Math3033 - Matlab Assignments

Fall 2009

Dr. Longin Jan Latecki        TA: SOLOMON A JONES    Grader: YAXIONG ZHAO

 

datasets for the course book

Dekking, F.M., Kraaikamp, C., Lopuhaa, H.P., Meester, L.E., A Modern Introduction to Probability and Statistics. Second Edition. Springer 2007

ISBN: 978-1-85233-896-1

 

 

 

M3.1. Implement a Matlab function that computes P(B_n) for a given n,

where P(B_n) is the probability of no coincident birthdays in a group of n arbitrarily chosen people, p. 28 in the book.

Create a file in Matlab with the name "Prob_no_coincident_birthdays.m" that defines a function with input n and output P(B_n).

 

M4.1. Let Z be the number of times a 6 appeared in five independent throws of a die.

Describe the probability distribution of Z by

(1) plotting the probability mass function p_Z and

(2) plotting the cumulative distribution function F_Z of Z.

Hint: compare to Ex. 4.1.

 

M4.2. Plot the probability mass function and the cumulative distribution function of a binomial distribution for a few different values of the parameter p.

How does their shapes changes as the function of p?

 

M4.3. Plot the probability mass function and the cumulative distribution function of a geometric distribution for a few different values of the parameter p.

How does their shapes changes as the function of p?

 

M6.1.

Generate 10,000 samples of a random variable with exponential distribution using simulation method. 

The exponential random variable is a standard one with a mean of 10. 

Plot the distribution function of the samples by summing the number of samples less than certain value.

Plot also the distribution function of the exponential distribution random variable using its mathematical equation.

Compare the results, draw some useful conclusions.

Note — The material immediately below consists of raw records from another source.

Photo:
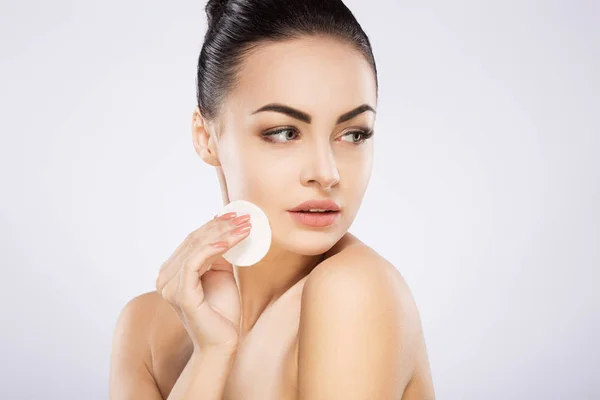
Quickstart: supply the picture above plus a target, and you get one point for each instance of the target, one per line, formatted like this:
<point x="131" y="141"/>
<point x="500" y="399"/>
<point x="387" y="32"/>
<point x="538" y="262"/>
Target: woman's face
<point x="301" y="160"/>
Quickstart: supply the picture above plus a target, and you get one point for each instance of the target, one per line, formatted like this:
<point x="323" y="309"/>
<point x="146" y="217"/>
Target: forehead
<point x="318" y="75"/>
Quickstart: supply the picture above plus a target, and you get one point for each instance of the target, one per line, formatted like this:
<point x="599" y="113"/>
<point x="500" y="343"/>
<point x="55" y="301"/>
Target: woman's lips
<point x="315" y="219"/>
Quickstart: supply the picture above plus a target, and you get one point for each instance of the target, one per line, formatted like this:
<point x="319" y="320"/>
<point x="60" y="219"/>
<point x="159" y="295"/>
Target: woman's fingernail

Write a short report to explain how do you derive the sampling method. A short discussion on the experiment results is also needed.

 

M6.2 With reference to Chapter 6.4, generate a figure that plots the average waiting times at the well for pump capacities of 1 and 5 for n=1:50.

Generate two figures with graphs for work in system for pump capacities of 1 and 5 for time t=1:100.

Submit a Matlab function or a script that generates the three figures.

 

M7.1 Approximate the expectation and the variance of a random variable using simulations.

We are able to approximate the parameters of a random variable through simulations.

For example, by sampling n values of a uniform variable, we can get the approximation of the expectation by averaging all the samples. Similarly, we can get a approximation to the variance. 

Your work in this lab assignment is to investigate the relationship between the approximation ratio and the sample quantity.

Two types of random variables are considered: Par() and Exp(). Choose the parameters yourself. Then, we need to generate 10, 100, 1,000, 10,000 samples.

For each sample set, compute its corresponding approximations to the expectation and the variance.

Plot a figure to show the effect of different numbers of samples on the approximation ratio. (note that you need also to plot the theoretical values in the same figure).

 

M10.1 We have a real dataset aaup.data, which records statistics concerning US universities and colleges.

Each column records a certain kind of property of each school.

Right now, you may find it's totally mysterious what the meaning of each number.

However, we are only interested in the correlation between data in different columns.

In this experiment, you are going to determine which columns are positively correlated, negatively correlated, or uncorrelated.

To achieve this, first, you need to choose several columns, then compute their covariance and correlation coefficients.

You should pick at least 3 pairs of columns for this experiment.

In your report, show your results and the scatterplots (like in 10.15). Be sure to list which columns you have considered.

In order to read the data into Matlab, use dlread() function. First, change the current directory to where the aaup.data resides.

Then type "m = dlmread('aaup.data', ' ')". Now all data is in the matrix m. You can access any column at your own will.

 

M15.1 Compute histograms of the Old Faithful data (oldfaithful.txt) with 5 different bin widths. Which bin width is the most suitable in your opinion?

M15.2 Exercise 15.2 on p. 226. The dataset is challenger23.txt

M15.3 Compute and plot kernel density estimates of the Old Faithful data with Epanechnikov kernel and with normal kernel.
For both plots determine reasonable values of the bandwidth parameters.

M15.4 Exercise 15.4 on p. 227. The dataset is software.txt

 

M16.1 Exercise 16.1 on p. 240. The dataset is software.txt

M16.2 Exercise 16.2 on p. 240. The dataset is oldfaithful.txt

M16.3 We have a dataset of daily average temperature of Philadelphia since Jan. 1st 1995.
The first column is the month, the second is the day, the third column is the year, and the forth column is the actual temperature in Fahrenheit.
In this assignments, we are going to practice all the numerical summaries we learned in Chapter 16.
1. Compute each year's average daily temperature and the corresponding standard deviation. Draw a figure to represent the yearly average daily temperature.
2. On one figure, draw box plots for each year. The year is on x-axis. What can you tell from this figure?
3. Select your favorite month and analyze its temperature in different years.